In Anlehnung an den berühmten Walk of Fame in Hollywood wollte das Frauenbüro der Stadt Fulda mit dieser Aktion „beeindruckende engagierte Frauen sichtbar machen und würdigen, die in verschiedenen Bereichen des gesellschaftlichen Lebens Herausragendes für Fulda und die Region leisten oder geleistet haben“, heißt es in einer Mitteilung des Frauenbüros. Geehrt wurden lebende und bereits verstorbene Persönlichkeiten. Das weibliche Engagement verdeutliche, wie wichtig die Mitwirkung von Frauen in allen relevanten Bereichen des Lebens sei, heißt es aus dem Frauenbüro, für das eine Jury die 12 Frauen aus einem Kreis von 40 Vorschlägen ausgewählt hatte.

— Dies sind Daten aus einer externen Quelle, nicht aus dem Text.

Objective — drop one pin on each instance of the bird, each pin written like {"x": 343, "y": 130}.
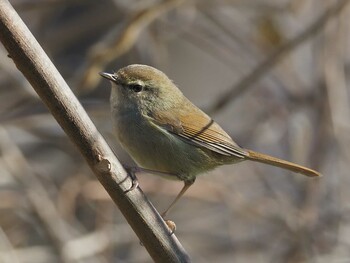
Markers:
{"x": 163, "y": 131}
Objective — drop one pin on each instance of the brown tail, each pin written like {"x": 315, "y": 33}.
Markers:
{"x": 263, "y": 158}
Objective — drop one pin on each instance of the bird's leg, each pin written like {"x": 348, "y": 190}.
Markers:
{"x": 132, "y": 173}
{"x": 183, "y": 190}
{"x": 132, "y": 170}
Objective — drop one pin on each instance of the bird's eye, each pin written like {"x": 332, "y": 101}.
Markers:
{"x": 136, "y": 87}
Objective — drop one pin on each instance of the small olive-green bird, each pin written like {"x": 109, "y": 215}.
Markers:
{"x": 163, "y": 131}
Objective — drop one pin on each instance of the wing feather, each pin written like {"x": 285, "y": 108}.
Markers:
{"x": 199, "y": 129}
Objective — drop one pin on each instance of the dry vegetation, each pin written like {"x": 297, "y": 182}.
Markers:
{"x": 273, "y": 73}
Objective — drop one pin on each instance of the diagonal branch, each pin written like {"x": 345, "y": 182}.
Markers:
{"x": 32, "y": 61}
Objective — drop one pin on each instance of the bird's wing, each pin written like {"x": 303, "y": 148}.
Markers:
{"x": 200, "y": 130}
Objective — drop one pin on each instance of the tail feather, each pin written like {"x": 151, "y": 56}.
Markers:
{"x": 263, "y": 158}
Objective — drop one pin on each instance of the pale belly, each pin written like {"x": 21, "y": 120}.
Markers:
{"x": 156, "y": 149}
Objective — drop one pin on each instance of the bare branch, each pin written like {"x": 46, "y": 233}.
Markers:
{"x": 32, "y": 61}
{"x": 261, "y": 69}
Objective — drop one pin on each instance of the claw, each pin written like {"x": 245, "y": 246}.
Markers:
{"x": 134, "y": 183}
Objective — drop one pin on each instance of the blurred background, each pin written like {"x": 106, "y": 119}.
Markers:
{"x": 273, "y": 73}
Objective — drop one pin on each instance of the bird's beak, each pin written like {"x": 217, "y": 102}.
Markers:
{"x": 108, "y": 76}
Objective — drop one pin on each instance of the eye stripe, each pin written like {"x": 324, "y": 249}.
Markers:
{"x": 136, "y": 87}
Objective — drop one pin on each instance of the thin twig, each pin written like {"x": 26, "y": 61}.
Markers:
{"x": 261, "y": 69}
{"x": 101, "y": 56}
{"x": 32, "y": 61}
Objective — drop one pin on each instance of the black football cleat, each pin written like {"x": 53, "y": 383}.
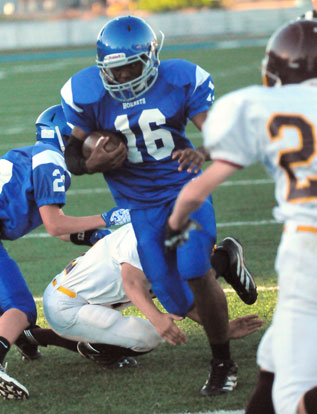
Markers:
{"x": 223, "y": 378}
{"x": 86, "y": 350}
{"x": 237, "y": 273}
{"x": 10, "y": 388}
{"x": 28, "y": 346}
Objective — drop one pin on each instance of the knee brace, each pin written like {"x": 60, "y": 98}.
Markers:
{"x": 310, "y": 400}
{"x": 260, "y": 401}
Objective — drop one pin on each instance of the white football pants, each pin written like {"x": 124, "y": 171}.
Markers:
{"x": 289, "y": 347}
{"x": 75, "y": 319}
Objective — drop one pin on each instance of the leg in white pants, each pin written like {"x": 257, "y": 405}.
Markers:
{"x": 75, "y": 319}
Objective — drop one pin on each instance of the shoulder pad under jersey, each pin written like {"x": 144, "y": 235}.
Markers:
{"x": 87, "y": 86}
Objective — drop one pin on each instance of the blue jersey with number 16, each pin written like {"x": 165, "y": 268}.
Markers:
{"x": 153, "y": 127}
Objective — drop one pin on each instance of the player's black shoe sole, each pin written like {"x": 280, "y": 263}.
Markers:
{"x": 223, "y": 378}
{"x": 237, "y": 274}
{"x": 104, "y": 360}
{"x": 10, "y": 388}
{"x": 28, "y": 346}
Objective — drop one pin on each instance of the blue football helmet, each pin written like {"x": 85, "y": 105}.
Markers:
{"x": 123, "y": 41}
{"x": 52, "y": 128}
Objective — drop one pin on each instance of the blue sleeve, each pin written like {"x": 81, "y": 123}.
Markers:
{"x": 79, "y": 96}
{"x": 200, "y": 95}
{"x": 50, "y": 178}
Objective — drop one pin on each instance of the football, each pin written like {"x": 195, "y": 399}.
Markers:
{"x": 91, "y": 141}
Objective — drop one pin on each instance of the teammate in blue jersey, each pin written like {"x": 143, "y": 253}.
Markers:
{"x": 33, "y": 183}
{"x": 149, "y": 103}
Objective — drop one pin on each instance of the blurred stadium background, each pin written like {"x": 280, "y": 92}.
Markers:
{"x": 67, "y": 23}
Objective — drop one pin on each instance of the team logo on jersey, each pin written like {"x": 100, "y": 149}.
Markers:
{"x": 47, "y": 133}
{"x": 126, "y": 105}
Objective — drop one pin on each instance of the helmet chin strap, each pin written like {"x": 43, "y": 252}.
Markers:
{"x": 160, "y": 46}
{"x": 60, "y": 139}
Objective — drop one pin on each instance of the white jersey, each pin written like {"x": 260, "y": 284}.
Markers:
{"x": 278, "y": 127}
{"x": 82, "y": 303}
{"x": 96, "y": 275}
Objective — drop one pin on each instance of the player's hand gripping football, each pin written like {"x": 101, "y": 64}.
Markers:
{"x": 189, "y": 159}
{"x": 116, "y": 216}
{"x": 101, "y": 160}
{"x": 174, "y": 238}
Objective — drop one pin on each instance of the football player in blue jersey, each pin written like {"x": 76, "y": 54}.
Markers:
{"x": 33, "y": 183}
{"x": 149, "y": 103}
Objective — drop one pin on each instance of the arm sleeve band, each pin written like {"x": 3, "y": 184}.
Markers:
{"x": 82, "y": 238}
{"x": 73, "y": 156}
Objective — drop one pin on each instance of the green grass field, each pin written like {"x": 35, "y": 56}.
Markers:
{"x": 168, "y": 379}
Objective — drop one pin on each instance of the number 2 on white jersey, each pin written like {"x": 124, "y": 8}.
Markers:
{"x": 299, "y": 190}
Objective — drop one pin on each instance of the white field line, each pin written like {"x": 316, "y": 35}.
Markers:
{"x": 259, "y": 289}
{"x": 217, "y": 412}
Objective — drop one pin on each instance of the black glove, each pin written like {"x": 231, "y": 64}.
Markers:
{"x": 174, "y": 238}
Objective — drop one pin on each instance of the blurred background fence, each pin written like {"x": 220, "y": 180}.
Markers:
{"x": 68, "y": 23}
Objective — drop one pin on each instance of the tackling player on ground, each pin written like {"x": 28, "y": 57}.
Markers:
{"x": 33, "y": 184}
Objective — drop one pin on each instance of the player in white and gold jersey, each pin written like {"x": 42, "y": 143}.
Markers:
{"x": 83, "y": 304}
{"x": 278, "y": 127}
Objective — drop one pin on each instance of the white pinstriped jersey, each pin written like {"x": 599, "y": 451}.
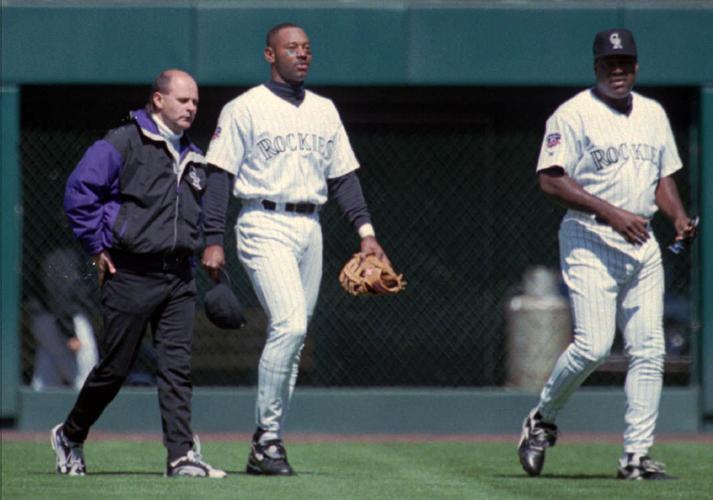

Die Frauen, die unter Anteilnahme von etwa 80 bis 100 Gästen geehrt wurden, sind: die gebürtige Afghanin Schabnam Aron-Feros, die Sternenhimmel-Botschafterin Sabine Frank, die ehemalige Frauenbeauftragte Hildegard Hast, Mally Kühn (soziale Angebote für Familien), Edda Langmann (La Leche-Liga), Ingrid Möller-Münch (Forschungen zur Hexenverfolgung), Benediktinerin und Künstlerin Lioba Munz, die iranische Frauen- und Menschenrechtlerin Narges Sarjoughian, die Sozial- und Theaterpädagogin Jessica Stukenberg, Hiltrud Wahl (Helene-Weber-Haus), die frühere Stadtbaurätin Cornelia Zuschke sowie Maria Rang, die vor rund 120 Jahren den Grundstein für das heutige antonius-Netzwerk gelegt hat.
Die Laudatio auf Maria Rang hielt Beate Kann, die stellvertretende Leiterin des Stadtarchivs, die sich überdies seit Jahren ehrenamtlich für antonius engagiert. (Die Laudatio finden Sie am Textende im Wortlaut.) Gertrud Sorg, Stifterin der St.-Antonius-Stiftung und 23 Jahre lang deren Vorsitzende und Stellvertreterin, sowie Erika Mechler nahmen stellvertretend für die antonius-Gemeinschaft eine Rose und ein Präsent entgegen. In einem kurzen Dankeswort bezeichnete Gertrud Sorg Maria Rang als „eine Pionierin der Inklusion“. Rang habe einiges angestoßen, was bis heute viele glücklich mache.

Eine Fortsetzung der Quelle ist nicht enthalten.